O que têm em comum Sofia Teixeira Gomes, Ana Cunha, Cristina Carvalhal, Daniela Ruah e Fabiana Tavares? Apesar de trabalharem no meio artístico – encenação, produção, representação, fotografia ou publicidade –, nunca tinham estado atrás das câmaras na realização de um telefilme, à exceção da atriz Daniela Ruah, que, entretanto, realizou um episódio da série norte-americana Investigação Criminal: Los Angeles.
A ideia de convidar mulheres portuguesas a realizar as suas primeiras obras em televisão, a partir de livros de autores de língua portuguesa, surgiu na cabeça de Pandora da Cunha Telles, da Ukbar Filmes (produtora, entre outras, da série A Espia), durante o confinamento. Nessa altura, com as bibliotecas fechadas, valeram-lhe os alfarrabistas, que lhe enviaram os livros para que os lesse e selecionasse as histórias que dariam “um bom telefilme”. “Podíamos ter feito uns 30”, admite Pandora da Cunha Telles à VISÃO.
Para o projeto Contado por Mulheres foram escolhidos dez: os primeiros cinco telefilmes (com menos de 60 minutos) estão a ser exibidos, até meados de dezembro, às quartas, às 21 horas – o primeiro, As Vizinhas, realizado por Sofia Teixeira Gomes, estreou-se no passado dia 16, na RTP1. Os restantes cinco chegam em março do próximo ano.
“Foi a primeira experiência [só com mulheres] na realização de ficção de média metragem para televisão. Há um desequilíbrio no mercado e é esse o desafio que está a ser lançado à Europa inteira: o de descentrar os protagonistas que contam as histórias, demonstrando que pode ser igualmente interessante ter uma mulher ou um homem a contá-las”, aponta.

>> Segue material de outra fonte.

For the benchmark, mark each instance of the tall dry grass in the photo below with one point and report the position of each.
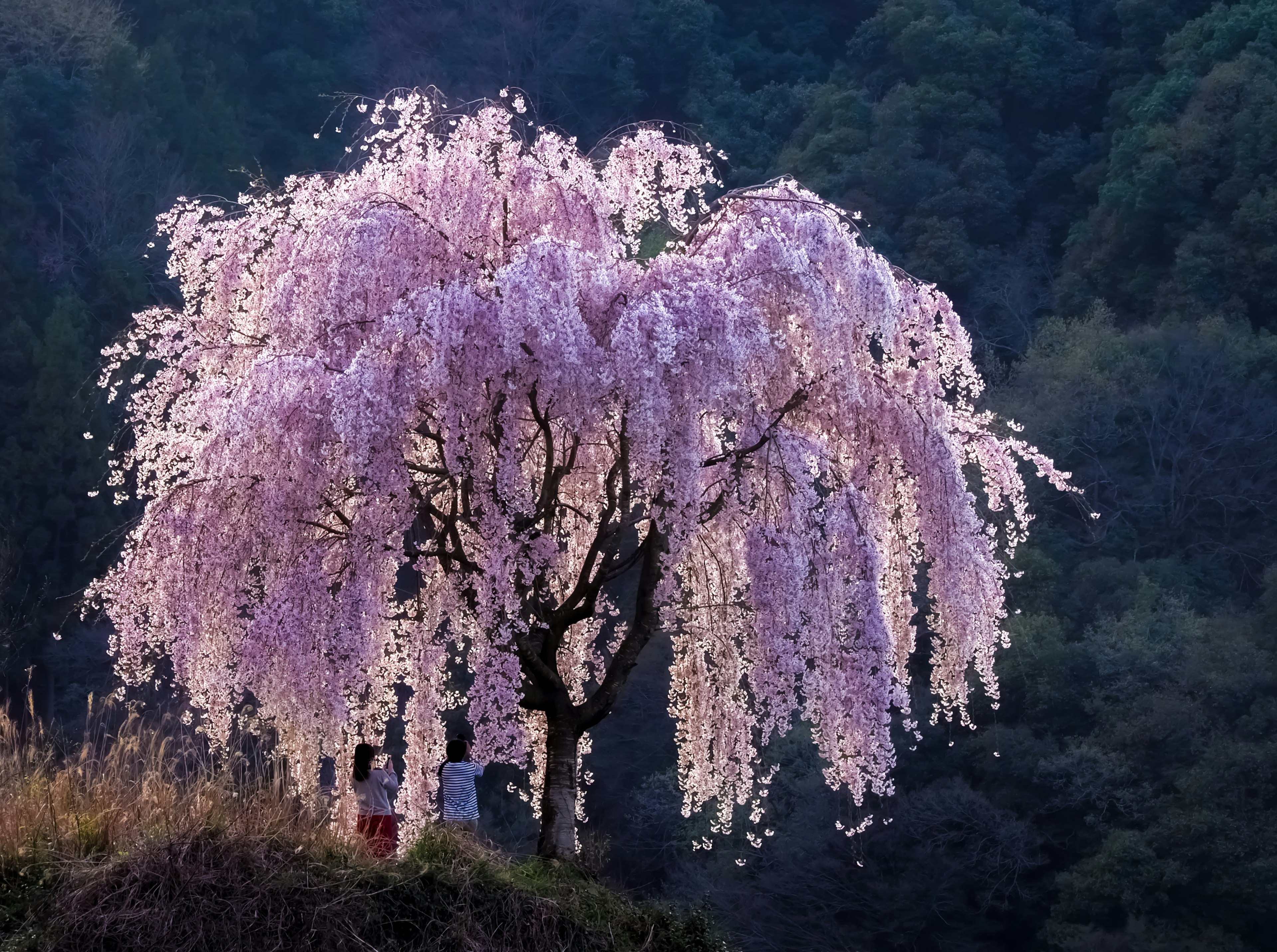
(137, 836)
(132, 781)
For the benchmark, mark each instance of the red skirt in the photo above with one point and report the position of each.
(381, 832)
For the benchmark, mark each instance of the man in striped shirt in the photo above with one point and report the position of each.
(458, 786)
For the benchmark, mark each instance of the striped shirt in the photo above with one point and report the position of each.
(458, 782)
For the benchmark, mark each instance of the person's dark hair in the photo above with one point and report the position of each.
(363, 762)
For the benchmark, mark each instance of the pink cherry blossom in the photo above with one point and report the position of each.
(437, 412)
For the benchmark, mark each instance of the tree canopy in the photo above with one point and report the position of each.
(456, 342)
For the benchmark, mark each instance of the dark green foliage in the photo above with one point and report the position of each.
(1172, 431)
(1187, 215)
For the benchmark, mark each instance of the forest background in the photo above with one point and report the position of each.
(1092, 182)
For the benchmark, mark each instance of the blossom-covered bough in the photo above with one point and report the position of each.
(437, 413)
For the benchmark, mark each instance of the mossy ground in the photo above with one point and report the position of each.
(221, 892)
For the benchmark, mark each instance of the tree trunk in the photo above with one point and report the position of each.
(559, 800)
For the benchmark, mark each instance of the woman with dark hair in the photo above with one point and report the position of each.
(373, 786)
(458, 785)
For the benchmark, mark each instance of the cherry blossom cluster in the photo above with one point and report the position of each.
(404, 409)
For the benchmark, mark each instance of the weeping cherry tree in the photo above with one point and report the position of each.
(437, 412)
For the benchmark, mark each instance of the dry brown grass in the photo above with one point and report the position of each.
(133, 781)
(138, 839)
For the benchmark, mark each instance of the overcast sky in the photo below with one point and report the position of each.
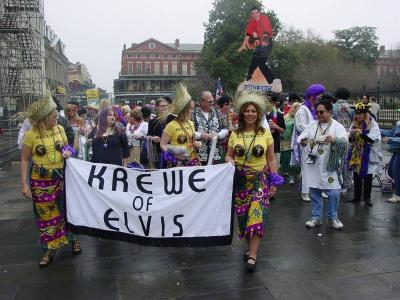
(94, 31)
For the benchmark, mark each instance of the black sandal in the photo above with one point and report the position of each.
(76, 247)
(246, 256)
(46, 258)
(249, 266)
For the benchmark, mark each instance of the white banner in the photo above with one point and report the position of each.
(188, 206)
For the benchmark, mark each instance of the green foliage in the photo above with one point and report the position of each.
(359, 44)
(224, 34)
(298, 58)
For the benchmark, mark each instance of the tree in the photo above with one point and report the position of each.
(359, 44)
(223, 36)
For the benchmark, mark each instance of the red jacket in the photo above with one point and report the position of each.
(257, 29)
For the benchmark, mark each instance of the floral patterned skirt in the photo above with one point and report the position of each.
(49, 207)
(251, 203)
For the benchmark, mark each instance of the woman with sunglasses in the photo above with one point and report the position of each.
(178, 138)
(324, 144)
(46, 144)
(109, 142)
(364, 155)
(251, 150)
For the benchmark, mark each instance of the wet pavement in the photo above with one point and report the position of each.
(360, 262)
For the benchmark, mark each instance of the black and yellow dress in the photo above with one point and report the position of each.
(252, 197)
(47, 186)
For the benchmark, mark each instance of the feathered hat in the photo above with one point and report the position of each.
(241, 98)
(182, 98)
(361, 107)
(314, 90)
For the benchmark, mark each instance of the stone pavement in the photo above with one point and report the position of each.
(360, 262)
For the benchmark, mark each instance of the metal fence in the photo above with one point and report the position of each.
(388, 100)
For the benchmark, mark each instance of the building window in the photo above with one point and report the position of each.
(192, 69)
(165, 68)
(174, 68)
(184, 68)
(130, 68)
(138, 68)
(157, 68)
(148, 67)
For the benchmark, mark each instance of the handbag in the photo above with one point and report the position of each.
(387, 183)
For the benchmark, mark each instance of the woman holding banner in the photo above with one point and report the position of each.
(46, 144)
(177, 140)
(251, 150)
(109, 142)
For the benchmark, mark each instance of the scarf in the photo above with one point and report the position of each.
(358, 155)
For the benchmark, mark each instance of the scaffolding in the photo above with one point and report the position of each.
(22, 70)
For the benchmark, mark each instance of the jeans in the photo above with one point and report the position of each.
(394, 171)
(317, 203)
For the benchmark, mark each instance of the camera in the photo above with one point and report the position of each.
(311, 159)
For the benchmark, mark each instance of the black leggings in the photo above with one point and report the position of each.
(358, 186)
(259, 59)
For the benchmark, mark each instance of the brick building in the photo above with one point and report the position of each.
(388, 62)
(151, 68)
(56, 66)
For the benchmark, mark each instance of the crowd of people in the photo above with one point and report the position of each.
(315, 139)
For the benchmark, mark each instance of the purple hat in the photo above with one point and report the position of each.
(314, 90)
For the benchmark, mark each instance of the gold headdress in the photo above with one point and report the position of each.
(361, 107)
(241, 98)
(38, 110)
(182, 98)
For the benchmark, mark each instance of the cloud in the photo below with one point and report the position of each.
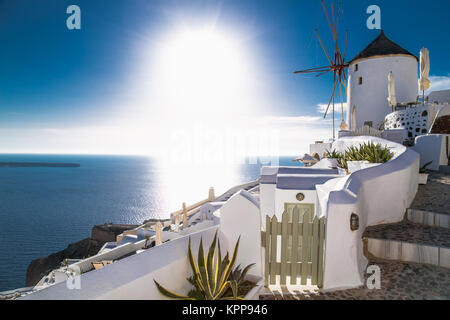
(439, 83)
(295, 120)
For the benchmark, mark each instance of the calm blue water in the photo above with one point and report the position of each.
(42, 210)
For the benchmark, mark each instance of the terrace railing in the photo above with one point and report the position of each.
(366, 131)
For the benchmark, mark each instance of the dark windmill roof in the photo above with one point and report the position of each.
(381, 46)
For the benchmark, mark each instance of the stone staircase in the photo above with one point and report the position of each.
(423, 236)
(409, 241)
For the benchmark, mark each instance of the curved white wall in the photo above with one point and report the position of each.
(370, 98)
(378, 195)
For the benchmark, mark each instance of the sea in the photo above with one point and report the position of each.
(44, 209)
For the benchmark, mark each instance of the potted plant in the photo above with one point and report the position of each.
(147, 238)
(215, 279)
(333, 156)
(423, 173)
(367, 155)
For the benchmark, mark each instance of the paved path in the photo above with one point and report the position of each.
(399, 281)
(406, 231)
(435, 195)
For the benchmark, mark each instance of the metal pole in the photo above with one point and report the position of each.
(333, 120)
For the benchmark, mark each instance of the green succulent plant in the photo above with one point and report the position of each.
(211, 276)
(374, 153)
(333, 154)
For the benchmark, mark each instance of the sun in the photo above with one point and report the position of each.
(201, 72)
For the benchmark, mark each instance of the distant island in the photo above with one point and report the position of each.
(38, 164)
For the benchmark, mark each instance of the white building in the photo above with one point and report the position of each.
(368, 81)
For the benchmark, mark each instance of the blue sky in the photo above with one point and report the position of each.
(89, 90)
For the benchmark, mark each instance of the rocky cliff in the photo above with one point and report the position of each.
(78, 250)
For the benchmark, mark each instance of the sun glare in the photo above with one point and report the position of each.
(202, 72)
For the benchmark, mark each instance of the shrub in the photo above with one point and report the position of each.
(213, 276)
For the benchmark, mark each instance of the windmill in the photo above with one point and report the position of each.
(337, 64)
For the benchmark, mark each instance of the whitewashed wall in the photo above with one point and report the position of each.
(377, 195)
(416, 121)
(240, 217)
(132, 278)
(370, 98)
(432, 147)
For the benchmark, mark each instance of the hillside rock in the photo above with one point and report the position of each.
(101, 234)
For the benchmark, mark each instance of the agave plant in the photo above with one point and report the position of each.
(333, 154)
(211, 276)
(374, 153)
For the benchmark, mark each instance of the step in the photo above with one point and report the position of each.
(399, 281)
(428, 218)
(409, 242)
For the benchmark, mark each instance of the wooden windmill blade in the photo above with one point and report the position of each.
(337, 65)
(319, 69)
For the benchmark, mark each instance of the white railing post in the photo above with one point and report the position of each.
(184, 215)
(211, 195)
(158, 235)
(177, 222)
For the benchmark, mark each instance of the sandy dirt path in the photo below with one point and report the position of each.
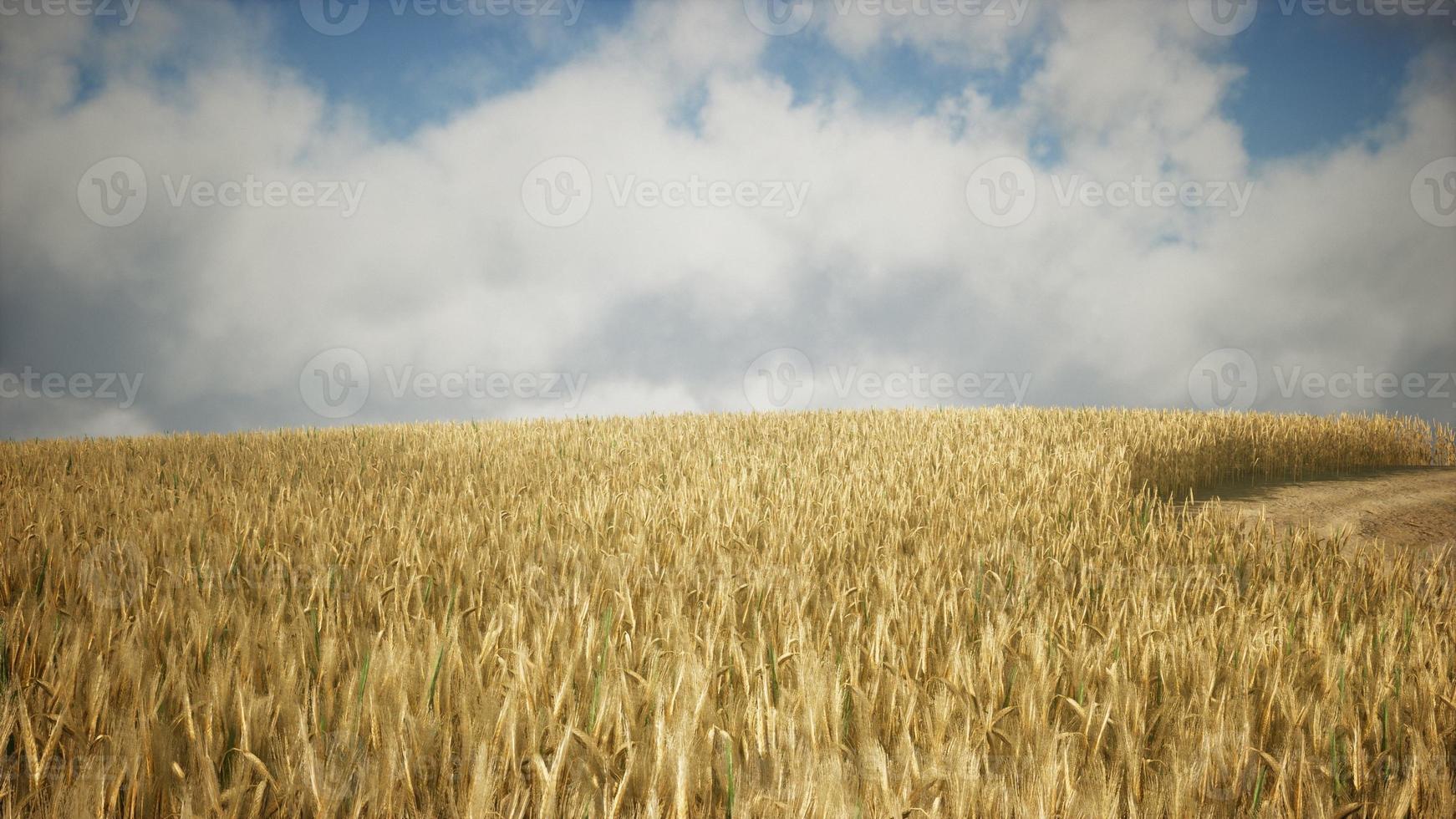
(1407, 506)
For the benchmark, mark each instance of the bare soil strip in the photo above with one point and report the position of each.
(1407, 506)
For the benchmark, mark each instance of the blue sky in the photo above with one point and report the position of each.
(1311, 82)
(896, 196)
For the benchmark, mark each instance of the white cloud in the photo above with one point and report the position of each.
(663, 308)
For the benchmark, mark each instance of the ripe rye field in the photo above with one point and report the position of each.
(929, 613)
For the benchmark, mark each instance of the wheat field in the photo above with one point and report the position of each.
(912, 613)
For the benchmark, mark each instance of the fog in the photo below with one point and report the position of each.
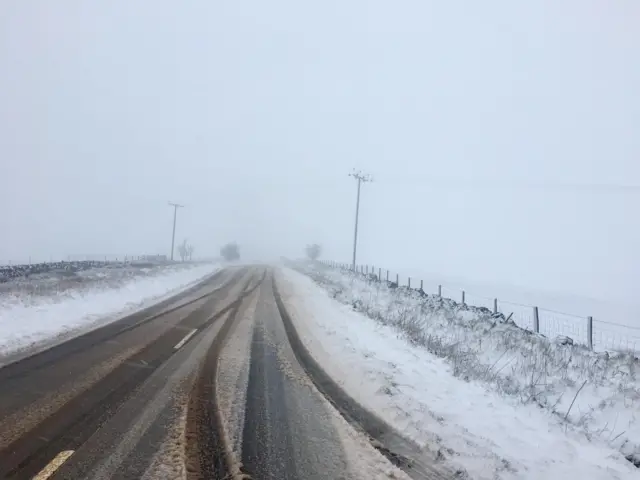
(502, 137)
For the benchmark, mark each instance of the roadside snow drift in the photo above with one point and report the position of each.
(29, 320)
(491, 399)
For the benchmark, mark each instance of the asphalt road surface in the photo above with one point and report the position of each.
(210, 384)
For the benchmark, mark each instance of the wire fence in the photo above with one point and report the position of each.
(593, 332)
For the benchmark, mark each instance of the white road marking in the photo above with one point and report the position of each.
(53, 465)
(185, 339)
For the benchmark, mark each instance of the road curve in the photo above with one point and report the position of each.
(210, 384)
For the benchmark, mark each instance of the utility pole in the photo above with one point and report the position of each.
(175, 215)
(361, 178)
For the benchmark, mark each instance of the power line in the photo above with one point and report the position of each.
(175, 215)
(361, 178)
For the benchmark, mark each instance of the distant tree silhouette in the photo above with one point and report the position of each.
(230, 252)
(313, 251)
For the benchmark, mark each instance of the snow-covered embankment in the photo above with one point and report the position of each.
(493, 399)
(27, 321)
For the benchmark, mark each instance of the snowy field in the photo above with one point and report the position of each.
(615, 322)
(37, 310)
(492, 399)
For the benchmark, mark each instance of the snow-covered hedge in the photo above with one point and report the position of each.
(597, 393)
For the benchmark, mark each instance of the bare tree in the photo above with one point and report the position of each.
(230, 252)
(313, 251)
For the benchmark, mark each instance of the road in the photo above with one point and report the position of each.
(203, 385)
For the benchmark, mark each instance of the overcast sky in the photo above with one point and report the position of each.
(503, 136)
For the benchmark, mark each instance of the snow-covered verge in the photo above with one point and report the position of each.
(491, 398)
(27, 321)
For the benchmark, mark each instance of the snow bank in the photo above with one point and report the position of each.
(28, 320)
(490, 397)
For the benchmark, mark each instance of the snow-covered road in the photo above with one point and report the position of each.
(475, 429)
(29, 321)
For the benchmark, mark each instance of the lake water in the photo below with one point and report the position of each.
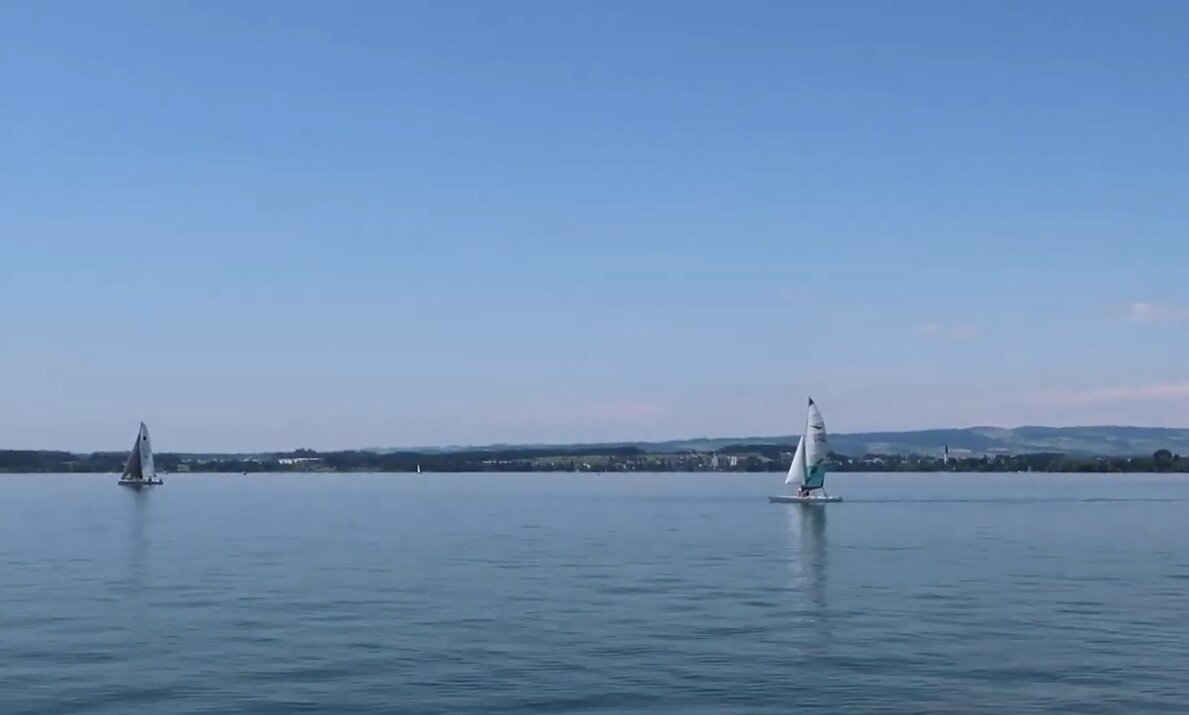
(584, 594)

Do drama à comédia ou sátira, cada telefilme aborda temas que não escapam à atualidade: um jovem padre expulso do patriarcado, mas defendido pelo povo (inspirado em Bernardo Santareno), a condição de uma mulher viúva com uma filha (obra de Maria Judite de Carvalho), a crítica social num festim durante o jogo Portugal-Angola com um elenco de atores negros (Ondjaki) ou uma sátira à ganância e avareza (baseado no livro de Mário de Carvalho). “São realizadoras fantásticas, cada uma com um olhar e uma maneira de trabalhar diferente”, sublinha Pandora.
Descentralizar histórias
A seleção dos espaços cénicos – todos filmados na Região Centro – antecedeu a própria escolha das realizadoras. “Fomos num périplo tentar encontrar elementos para cada história”, conta Pandora da Cunha Telles.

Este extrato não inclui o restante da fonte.